DPN was diagnosed by the clinical score (Michigan Neuropathy Screening Instrument questionnaire), TSS for pain, medical record review, electrophysiology study, or QST. QST testing was performed using the device (TSH II; Medoc, Ramat Yishai, Israel). All participants of the DPN group had small or large fiber neuropathy at the QST examinations. The TSS consisted of the frequency and intensity for pain, burning, paresthesia, and numbness.

All of the statistical analyses were performed using the SPSS version 18 (IBM Co., Armonk, NY, USA). Continuous variables were described using the mean±standard error of the mean (SEM), and categorical variables were presented as percentages. The Mann-Whitney U test was used to compare between groups for variables with a skewed distribution. The Spearman correlation method was used to evaluate whether there was a significant correlation between variables. Receiver operating characteristic (ROC) curves were calculated to assess the SAS cutoff value. P values <0.05 were considered statistically significant for all calculations.

RESULTS

Baseline characteristics of the participants

The demographics of the participants are listed in Table 2. The mean age of 73 patients with DPN was 58.4±12.9 years. The subjects consisted of 42 males (57.5%) and 31 females (42.5%). The race of all participants was Asian. The type of diabetes of all patients was type 2 diabetes. The mean HbA1c was 62.8±4.0 mmol/mol (7.9%±1.8%). The normal group (n=30) consisted of four males (13.3%) and 26 females (86.7%). Despite of the female predominance and lower body weight in the normal group, there was no difference between the age, blood pressure, height, or BMI in either the normal controls or patients with DPN.

Table 2.

Baseline characteristic of the participants

graphic file with name dmj-38-349-i002.jpg

Values are presented as mean±standard deviation or number (%).

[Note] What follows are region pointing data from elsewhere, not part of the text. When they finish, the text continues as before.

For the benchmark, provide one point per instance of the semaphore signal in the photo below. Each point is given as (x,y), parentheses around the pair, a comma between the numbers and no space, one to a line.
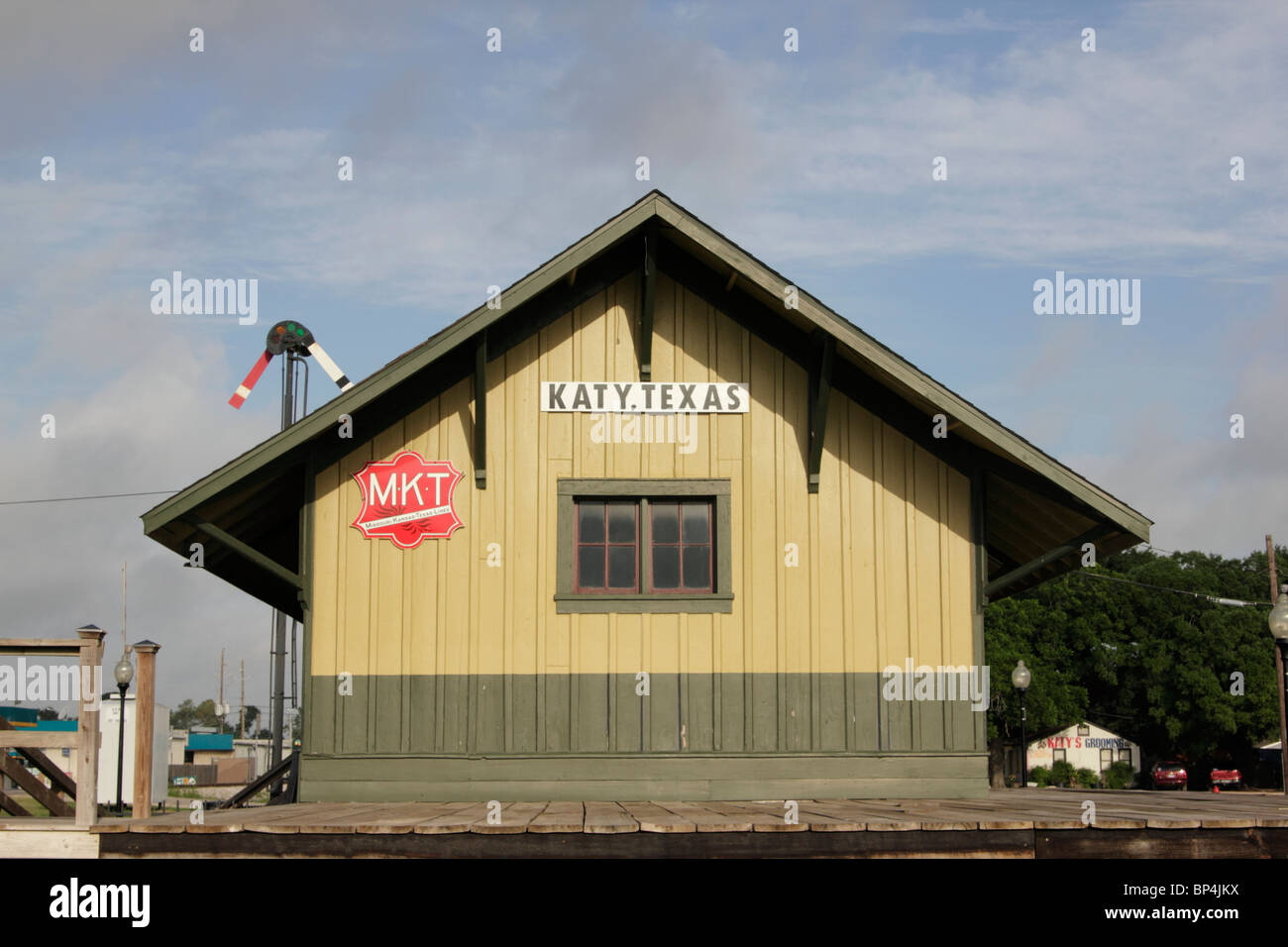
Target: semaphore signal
(288,337)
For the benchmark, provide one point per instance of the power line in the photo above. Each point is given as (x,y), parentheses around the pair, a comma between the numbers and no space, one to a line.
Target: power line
(89,496)
(1179,591)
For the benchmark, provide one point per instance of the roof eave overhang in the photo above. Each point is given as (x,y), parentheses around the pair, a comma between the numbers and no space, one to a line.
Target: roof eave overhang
(1016,458)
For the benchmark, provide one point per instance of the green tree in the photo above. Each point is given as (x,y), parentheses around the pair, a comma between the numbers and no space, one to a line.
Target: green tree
(1153,665)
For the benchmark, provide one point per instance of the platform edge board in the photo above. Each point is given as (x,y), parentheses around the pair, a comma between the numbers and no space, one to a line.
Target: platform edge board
(580,845)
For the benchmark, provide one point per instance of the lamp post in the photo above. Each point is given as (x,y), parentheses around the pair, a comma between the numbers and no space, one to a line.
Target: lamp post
(1021,678)
(1278,622)
(124,673)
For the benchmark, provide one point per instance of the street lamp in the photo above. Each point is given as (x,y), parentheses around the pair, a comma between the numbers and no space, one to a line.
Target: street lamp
(1278,622)
(1021,678)
(124,673)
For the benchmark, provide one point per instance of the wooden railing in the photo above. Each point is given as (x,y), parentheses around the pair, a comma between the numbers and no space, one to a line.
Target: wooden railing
(85,741)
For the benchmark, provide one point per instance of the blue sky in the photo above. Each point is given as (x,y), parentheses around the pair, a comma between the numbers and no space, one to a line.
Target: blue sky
(472,167)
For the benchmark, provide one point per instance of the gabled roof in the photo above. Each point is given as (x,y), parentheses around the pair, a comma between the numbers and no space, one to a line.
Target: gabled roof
(1035,506)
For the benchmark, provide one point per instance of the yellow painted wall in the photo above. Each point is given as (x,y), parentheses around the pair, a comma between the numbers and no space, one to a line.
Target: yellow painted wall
(884,547)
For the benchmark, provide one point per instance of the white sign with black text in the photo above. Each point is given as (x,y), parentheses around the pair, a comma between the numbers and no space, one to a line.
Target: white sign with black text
(645,397)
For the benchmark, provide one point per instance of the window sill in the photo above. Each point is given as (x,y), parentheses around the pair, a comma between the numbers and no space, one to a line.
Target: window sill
(719,603)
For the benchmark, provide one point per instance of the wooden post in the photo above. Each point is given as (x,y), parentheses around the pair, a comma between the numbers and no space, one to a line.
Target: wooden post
(86,766)
(1279,668)
(145,706)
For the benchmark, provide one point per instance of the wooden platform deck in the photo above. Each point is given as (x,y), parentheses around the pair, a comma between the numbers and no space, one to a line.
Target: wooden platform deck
(1017,823)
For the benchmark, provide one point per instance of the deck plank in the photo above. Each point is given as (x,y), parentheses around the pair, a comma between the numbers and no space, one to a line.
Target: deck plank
(765,817)
(458,819)
(608,818)
(514,819)
(653,818)
(706,818)
(559,817)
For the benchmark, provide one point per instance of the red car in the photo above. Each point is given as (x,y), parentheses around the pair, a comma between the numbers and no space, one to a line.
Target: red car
(1227,777)
(1170,776)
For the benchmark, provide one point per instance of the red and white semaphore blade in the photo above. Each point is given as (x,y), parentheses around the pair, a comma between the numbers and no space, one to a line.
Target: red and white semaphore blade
(290,335)
(249,381)
(331,368)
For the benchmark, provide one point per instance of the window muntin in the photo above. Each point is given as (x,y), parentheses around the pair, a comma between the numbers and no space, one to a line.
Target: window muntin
(606,547)
(695,548)
(681,547)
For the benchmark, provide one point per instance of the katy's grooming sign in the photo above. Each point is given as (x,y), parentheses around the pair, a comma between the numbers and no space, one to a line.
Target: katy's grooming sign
(407,499)
(648,397)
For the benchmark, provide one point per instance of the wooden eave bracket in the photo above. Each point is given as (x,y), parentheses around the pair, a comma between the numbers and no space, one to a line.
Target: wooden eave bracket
(246,552)
(819,394)
(648,296)
(1048,557)
(481,411)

DPN, diabetic peripheral neuropathy; SBP, systolic blood pressure; DBP, diastolic blood pressure; BMI, body mass index; HbA1c, hemoglobin A1c; FPG, fasting plasma glucose; PPG, postprandial glucose.

Difference in the SAS scale between patients with DPN and the normal group

We compared the SAS scale between patients with DPN and the normal group (Table 3). There was a difference in both the SAS symptom score (4.3±2.2 in patients with DPN, 2.0±1.1 in normal group, and P=0.01) and the SAS total symptom impact score (TIS; 12.9±8.3 in patients with DPN, 5.4±2.5 in the normal group, and P=0.01). Among the SAS items, the scores of orthostatic, sudomotor, vasomotor, and sexual dysfunction items were increased in patients with DPN compared to the normal group. Among them, there was a significant difference in the sudomotor dysfunction (P=0.01) and vasomotor dysfunction (P=0.01) items in each groups.

Table 3.

Survey of autonomic symptoms scales between patients with DPN and the normal group

graphic file with name dmj-38-349-i003.jpg

Values are presented as mean±standard deviation.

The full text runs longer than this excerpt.